= Cannabis policy of the first Trump administration =

The first Donald Trump administration (2017–2021) took positions against marijuana and against the easing of laws regarding marijuana. Although Trump indicated during his 2016 presidential campaign that he favored leaving the issue of legalization of marijuana to the states, his administration subsequently upheld the federal prohibition of cannabis, and Trump's 2021 fiscal budget proposal included removing protections for state medical marijuana laws.

In 2018, the administration rescinded the 2013 Cole Memorandum, an Obama-era Justice Department policy that generally directed federal prosecutors not to pursue marijuana prosecutions in states where marijuana is legal as a matter of state law. However, Trump signed the 2018 farm bill, which descheduled some cannabis products from the Controlled Substances Act for the first time.

==Early statements==
At a press conference in February 2017, White House Press Secretary Sean Spicer indicated that the federal government could pursue greater enforcement of federal anti-marijuana laws, with the U.S. Department of Justice under Trump "further looking into" states where recreational marijuana was legal as a matter of state law. Spicer distinguished between recreational marijuana use and medical marijuana use, suggesting that Trump "understands the pain and suffering that many people go through who are facing, especially terminal diseases, and the comfort that some of these drugs, including medical marijuana, can bring to them". Spicer stated that the administration believed there was a link between recreational marijuana use and opiate abuse, despite current studies that show the reverse and that marijuana use actually results in a lower incidence of opiate abuse.

==Rescission of the Cole Memorandum and Obama-era non-interference policy==
On January 4, 2018, Attorney General Jeff Sessions rescinded three Obama-era memos that had adopted a policy of non-interference with states that have legalized recreational marijuana, including the 2013 Cole Memorandum.

In April 2018, after U.S. Senator Cory Gardner (Republican of Colorado), threatened to block the appointment of 20 Justice Department nominees in response to the Cole Memorandum's rescission, Gardner said that he had made a deal with Trump in which the administration said it would uphold the rights of states to regulate cannabis within their associated jurisdictions and assured states with legalized cannabis that the rescission of the Cole Memo would not subject them to federal prosecutors.

==Legislation==
One of the first official statements on the Trump administration's policies came in May 2017, when, while signing the 2017 omnibus appropriations bill, Trump included a signing statement saying that his administration could ignore the Rohrabacher–Blumenauer amendment (formerly the Rohrabacher–Farr amendment), which prohibits the use of federal funds to prosecute persons for medical marijuana activities that are legal under applicable state law. Trump's signing statement suggested that the congressional limitation on spending authority did not legally bind him.

In June 2018, Trump stated that he would "probably" support the STATES Act, a bipartisan bill that would effectively end the federal prohibition on marijuana and leave the issue up to the states.

== Response of the states ==

As of 2019, thirty-seven states have legalized marijuana for medical use. Alaska, California, Colorado, Illinois, Maine, Massachusetts, Nevada, Oregon, Vermont, Michigan, and Washington and the District of Columbia have legalized it for recreational use as well. In April 2017, the governors of Alaska, Colorado, Oregon and Washington sent a letter to the U.S. administration urging continuation of Federal policy under the Cole Memorandum.

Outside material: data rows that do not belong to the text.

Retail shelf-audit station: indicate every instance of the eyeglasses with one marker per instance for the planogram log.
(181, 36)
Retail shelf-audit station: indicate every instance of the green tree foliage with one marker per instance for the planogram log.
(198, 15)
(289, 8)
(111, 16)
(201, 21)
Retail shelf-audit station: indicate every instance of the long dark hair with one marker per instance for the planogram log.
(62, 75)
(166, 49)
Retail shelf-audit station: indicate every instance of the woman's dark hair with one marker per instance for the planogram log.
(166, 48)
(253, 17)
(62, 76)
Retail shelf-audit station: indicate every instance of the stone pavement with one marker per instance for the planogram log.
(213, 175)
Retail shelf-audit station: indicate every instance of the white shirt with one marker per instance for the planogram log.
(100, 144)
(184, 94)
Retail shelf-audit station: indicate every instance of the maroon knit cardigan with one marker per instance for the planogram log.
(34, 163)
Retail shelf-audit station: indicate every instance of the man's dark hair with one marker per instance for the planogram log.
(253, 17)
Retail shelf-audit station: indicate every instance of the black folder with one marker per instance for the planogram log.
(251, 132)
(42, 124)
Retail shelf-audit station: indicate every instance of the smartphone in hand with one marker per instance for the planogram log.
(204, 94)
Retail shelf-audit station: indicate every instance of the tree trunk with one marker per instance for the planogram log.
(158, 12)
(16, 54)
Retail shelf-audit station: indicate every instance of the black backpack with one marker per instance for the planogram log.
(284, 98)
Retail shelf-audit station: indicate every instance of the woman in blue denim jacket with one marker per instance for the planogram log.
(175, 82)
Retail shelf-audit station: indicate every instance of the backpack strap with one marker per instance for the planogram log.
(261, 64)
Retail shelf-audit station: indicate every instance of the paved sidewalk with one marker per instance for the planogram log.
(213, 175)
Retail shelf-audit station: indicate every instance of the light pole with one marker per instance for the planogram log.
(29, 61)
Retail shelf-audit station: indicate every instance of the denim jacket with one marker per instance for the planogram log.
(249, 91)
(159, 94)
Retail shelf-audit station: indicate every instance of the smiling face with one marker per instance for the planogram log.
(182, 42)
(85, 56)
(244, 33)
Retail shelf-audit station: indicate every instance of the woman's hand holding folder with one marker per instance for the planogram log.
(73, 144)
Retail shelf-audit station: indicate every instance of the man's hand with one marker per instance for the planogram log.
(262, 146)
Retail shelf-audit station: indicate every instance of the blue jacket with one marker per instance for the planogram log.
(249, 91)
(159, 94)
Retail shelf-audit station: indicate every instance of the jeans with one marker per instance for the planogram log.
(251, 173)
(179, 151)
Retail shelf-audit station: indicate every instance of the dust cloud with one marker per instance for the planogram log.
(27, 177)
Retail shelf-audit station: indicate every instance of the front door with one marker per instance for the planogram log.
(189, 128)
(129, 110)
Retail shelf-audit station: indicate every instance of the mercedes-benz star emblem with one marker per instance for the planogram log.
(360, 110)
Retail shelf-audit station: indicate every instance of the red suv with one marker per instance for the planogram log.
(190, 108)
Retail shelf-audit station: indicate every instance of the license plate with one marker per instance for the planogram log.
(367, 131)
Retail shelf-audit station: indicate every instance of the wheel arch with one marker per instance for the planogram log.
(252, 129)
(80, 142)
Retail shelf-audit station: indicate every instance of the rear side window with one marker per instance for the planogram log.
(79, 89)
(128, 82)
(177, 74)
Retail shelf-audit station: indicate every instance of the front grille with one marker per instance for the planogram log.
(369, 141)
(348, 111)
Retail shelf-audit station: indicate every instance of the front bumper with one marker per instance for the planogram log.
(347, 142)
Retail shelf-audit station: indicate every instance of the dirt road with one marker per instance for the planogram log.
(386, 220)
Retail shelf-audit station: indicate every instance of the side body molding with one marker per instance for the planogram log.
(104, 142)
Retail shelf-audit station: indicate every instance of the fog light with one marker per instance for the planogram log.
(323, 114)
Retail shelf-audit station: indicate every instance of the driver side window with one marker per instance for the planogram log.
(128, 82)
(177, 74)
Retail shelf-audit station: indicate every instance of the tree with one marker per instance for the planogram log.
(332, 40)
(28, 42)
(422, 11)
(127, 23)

In response to the February 2017 announced crackdown:
- Washington State Attorney General Bob Ferguson stated Washington will defend its marijuana laws: "I will resist any efforts by the Trump administration to undermine the will of the voters in Washington state," Ferguson said in an interview. On February 15, Ferguson and Governor Jay Inslee sent a letter to U.S. Attorney General Jeff Sessions stating that illegal dealing in the State of Washington has been replaced with a tax-paying regulated industry, and the move has freed up law enforcement officers for other duties. Ferguson and Inslee's letter told Sessions that "Given the limited resources available for marijuana law enforcement, a return to 'full' prohibition' is highly unlikely to end the illicit production, trafficking and consumption of marijuana."
- Nevada Senate Majority Leader Aaron D. Ford called on the state's attorney general to "vigorously defend" the state's laws legalizing and taxing recreational marijuana. Ford said that "Any action by the Trump administration would be an insult to Nevada voters and would pick the pockets of Nevada's students."
- U.S. Senator Ron Wyden of Oregon responded to the intended crackdown, by calling on the federal government to respect the decision of Oregon voters to legalize marijuana and saying that "the Trump administration is threatening states' rights, including the rights of one in five Americans who live in a state where marijuana is legal." He stated he would ask the state to oppose federal government intrusion into the state.